We have recently settled a modest, but complicated claim for a client who suffered an injury to her foot while out with friends on a day’s sailing experience. They were packing away at the end of the day when she stumbled and fell backwards into the cockpit of the boat, a distance of two to three feet. She twisted and landed awkwardly on her left heel, which was immediately painful and quickly became swollen and discoloured.
A friend drove her home, but given her pain and symptoms, she sought medical advice and a relative drove her to her local A&E department at the North Hampshire Hospital in Basingstoke. At the hospital, our client explained what had happened. She was unable to put any weight through her foot and an X-ray was arranged. This did not, however, include her ankle area. The X-ray showed no bony injury and she was told to rest, apply ice and keep her left foot raised, then sent home.
Her pain and symptoms continued for around two weeks, by which time she was concerned she was getting no better. She explained again what had happened and the pain and reduced movement she had experienced since. A further X-ray was arranged which this time did include her ankle, but which was wrongly reported as showing no fracture. In fact, that X-ray did show evidence of a fracture. She was again sent home.
Her pain and symptoms continued, but our client relied on the hospital’s advice and believed there was only soft tissue damage. She continued to try to work, but found this extremely difficult. A couple of months later, she consulted her GP for advice, primarily because she was suffered swelling and pain. The GP referred her to an orthopaedic surgeon. He arranged an MRI, which was done a couple of weeks later and confirmed she had sustained a calcaneal fracture (heel bone), along with ligament damage in her mid-foot.
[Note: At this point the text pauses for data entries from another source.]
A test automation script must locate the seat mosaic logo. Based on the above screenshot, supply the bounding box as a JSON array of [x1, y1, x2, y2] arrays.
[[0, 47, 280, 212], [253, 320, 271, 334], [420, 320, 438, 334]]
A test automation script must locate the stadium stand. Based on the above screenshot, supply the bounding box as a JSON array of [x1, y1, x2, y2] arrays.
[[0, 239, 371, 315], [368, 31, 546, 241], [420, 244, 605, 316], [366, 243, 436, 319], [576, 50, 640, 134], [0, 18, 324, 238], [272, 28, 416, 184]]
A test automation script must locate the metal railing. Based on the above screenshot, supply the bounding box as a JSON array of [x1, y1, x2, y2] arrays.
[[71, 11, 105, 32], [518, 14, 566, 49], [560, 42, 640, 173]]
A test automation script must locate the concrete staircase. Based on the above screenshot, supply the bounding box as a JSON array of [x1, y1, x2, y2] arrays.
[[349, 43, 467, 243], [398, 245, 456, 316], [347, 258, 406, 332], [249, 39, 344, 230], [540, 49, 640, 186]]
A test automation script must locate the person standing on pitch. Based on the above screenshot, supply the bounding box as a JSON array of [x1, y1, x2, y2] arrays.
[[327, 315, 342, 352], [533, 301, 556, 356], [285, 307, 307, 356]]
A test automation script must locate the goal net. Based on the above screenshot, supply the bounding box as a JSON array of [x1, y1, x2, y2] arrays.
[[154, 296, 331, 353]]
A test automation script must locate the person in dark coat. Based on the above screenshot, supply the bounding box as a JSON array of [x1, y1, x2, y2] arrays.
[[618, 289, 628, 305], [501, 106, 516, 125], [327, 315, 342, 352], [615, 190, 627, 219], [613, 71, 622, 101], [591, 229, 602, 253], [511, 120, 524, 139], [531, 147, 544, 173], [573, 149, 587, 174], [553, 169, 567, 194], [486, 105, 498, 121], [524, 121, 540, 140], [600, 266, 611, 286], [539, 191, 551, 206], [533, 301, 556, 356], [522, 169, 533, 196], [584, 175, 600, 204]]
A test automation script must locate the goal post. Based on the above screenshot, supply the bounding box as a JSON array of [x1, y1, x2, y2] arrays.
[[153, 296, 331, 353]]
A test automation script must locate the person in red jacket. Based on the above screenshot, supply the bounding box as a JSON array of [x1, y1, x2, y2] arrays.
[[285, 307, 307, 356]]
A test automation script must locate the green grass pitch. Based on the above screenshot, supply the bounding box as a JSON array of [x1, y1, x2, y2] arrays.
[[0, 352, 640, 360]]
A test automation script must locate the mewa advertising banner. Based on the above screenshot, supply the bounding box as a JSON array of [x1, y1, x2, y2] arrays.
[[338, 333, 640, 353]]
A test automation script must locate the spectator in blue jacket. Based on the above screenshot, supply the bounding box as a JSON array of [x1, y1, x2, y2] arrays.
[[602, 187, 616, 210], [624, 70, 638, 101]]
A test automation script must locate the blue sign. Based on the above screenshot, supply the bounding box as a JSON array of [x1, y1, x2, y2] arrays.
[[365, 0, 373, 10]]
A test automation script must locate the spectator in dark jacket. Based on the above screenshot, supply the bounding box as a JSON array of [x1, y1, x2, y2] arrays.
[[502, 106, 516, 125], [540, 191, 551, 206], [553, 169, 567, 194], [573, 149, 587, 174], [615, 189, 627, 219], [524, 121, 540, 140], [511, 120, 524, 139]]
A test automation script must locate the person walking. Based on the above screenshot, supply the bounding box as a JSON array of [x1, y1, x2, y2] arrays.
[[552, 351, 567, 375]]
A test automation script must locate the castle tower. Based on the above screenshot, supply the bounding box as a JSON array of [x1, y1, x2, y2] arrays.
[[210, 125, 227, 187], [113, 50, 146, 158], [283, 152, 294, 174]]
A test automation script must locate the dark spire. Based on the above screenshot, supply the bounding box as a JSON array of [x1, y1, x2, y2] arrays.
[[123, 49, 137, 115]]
By then, the opportunity to immobilise her foot to heal in the correct position had been lost because of the time elapsed since her injury. Instead, she was told she might require surgery but in the meantime, to try to manage her symptoms conservatively. Unfortunately, she remained in pain and was therefore referred a few months later for steroid injections to her left ankle. She was then fitted with an air cast boot for two months, but still remained in pain. A CT scan eight months after the injury showed the fracture still had not fully united.
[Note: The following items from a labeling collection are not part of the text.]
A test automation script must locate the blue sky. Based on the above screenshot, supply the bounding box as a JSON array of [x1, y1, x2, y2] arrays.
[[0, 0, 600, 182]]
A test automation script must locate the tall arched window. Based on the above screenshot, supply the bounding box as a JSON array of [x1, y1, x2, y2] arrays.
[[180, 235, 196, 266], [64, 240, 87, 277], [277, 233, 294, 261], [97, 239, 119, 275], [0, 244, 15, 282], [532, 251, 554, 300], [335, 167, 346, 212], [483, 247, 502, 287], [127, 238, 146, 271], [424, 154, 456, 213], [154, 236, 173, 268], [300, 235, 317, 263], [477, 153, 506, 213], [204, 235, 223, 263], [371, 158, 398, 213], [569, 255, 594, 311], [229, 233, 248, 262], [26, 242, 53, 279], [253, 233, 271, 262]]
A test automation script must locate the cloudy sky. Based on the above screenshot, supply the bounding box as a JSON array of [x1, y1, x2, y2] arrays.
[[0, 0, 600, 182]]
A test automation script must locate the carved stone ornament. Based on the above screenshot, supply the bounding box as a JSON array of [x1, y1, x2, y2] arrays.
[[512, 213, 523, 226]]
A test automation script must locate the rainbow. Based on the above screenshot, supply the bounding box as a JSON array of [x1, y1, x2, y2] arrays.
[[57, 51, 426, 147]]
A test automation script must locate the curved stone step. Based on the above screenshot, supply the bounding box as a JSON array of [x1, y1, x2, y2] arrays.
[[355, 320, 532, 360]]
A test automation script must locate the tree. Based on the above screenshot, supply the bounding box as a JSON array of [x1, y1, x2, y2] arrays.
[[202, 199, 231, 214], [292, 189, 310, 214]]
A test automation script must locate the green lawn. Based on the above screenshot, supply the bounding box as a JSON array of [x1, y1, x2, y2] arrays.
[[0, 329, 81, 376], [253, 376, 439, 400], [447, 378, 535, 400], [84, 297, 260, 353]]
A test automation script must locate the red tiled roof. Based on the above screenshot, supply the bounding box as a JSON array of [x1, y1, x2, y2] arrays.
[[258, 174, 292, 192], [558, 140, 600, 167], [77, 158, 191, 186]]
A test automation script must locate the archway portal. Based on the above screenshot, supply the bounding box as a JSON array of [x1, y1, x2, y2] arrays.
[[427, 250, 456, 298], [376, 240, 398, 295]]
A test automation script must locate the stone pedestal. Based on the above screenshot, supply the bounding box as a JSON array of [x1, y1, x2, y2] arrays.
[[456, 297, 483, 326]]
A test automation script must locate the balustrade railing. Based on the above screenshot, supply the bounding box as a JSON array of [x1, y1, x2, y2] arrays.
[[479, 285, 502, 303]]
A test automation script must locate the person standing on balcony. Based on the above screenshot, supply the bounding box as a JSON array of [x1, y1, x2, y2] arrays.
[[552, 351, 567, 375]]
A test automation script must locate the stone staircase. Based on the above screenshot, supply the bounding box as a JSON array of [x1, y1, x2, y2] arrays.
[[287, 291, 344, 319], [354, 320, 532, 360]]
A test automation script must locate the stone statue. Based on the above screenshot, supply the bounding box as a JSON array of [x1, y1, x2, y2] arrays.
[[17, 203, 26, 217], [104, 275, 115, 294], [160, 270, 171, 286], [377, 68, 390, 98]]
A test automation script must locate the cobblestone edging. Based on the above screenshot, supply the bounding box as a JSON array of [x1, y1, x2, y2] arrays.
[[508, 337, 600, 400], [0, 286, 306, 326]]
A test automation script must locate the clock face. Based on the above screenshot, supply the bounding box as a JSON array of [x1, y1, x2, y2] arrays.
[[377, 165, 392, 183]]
She was then referred to the pain clinic and diagnosed with Chronic Regional Pain Syndrome, which was significantly improved following a nerve block procedure, although she remains with some continuing residual pain that is unlikely to improve.
In the meantime, she also experienced problems with lower back pain.
We were instructed to investigate her claim after the hospital had already apologised to our client in connection with her care in A&E and the incorrect imaging taken when she first attended. No admissions had been made as to the damage this had caused, if any. We were therefore instructed to advise on a claim in connection with the symptoms she experienced in her foot and spinal condition.
We obtained her medical notes and records and advised that it was unlikely there was any connection between her calcaneal fracture and her spinal symptoms, or that there was any failure on the part of other hospitals she had attended in relation to acute symptoms originating from her back. We advised that expert evidence would be needed on the damage caused by the delayed diagnosis of her calcaneal fracture and proceeded to instruct an eminent consultant surgeon to report on this and to address any link between the delayed diagnosis and the wider symptoms she suffered. The expert reported that if our client’s fracture had been diagnosed at the outset, or within the first few weeks, then she should have had her foot immobilised and would have made a good recovery. His opinion was that it was not possible to link her lower back complaints to the delay in her diagnosis. While she was undoubtedly suffering ongoing chronic pain in her foot, she had not required corrective surgery so he considered any ongoing pain was more likely attributable to the injury itself than to the delay in her diagnosis. He did, however, consider her recovery had been delayed by some 12 months as a result of the negligence in her care.
We wrote a formal letter setting out the basis of the claim, relying on the hospital’s earlier admissions that there had been a failure to take correct images on our client’s first attendance in A&E and incorrect reporting when appropriate images were taken a few weeks later. Based on our expert evidence, we presented that this negligence had delayed our client’s recovery by 12 months and caused her avoidable pain and suffering in the meantime. The hospital admitted the breaches of duty and after some negotiation a satisfactory settlement was achieved without the need to issue court proceedings.
The case highlights that legal costs can be contained in cases where a hospital trust takes a pragmatic and sensible approach. By the hospital accepting and apologising at an early stage for failings in care, we were able to contain our investigations in time and cost to evaluate the damage caused and resolve the case.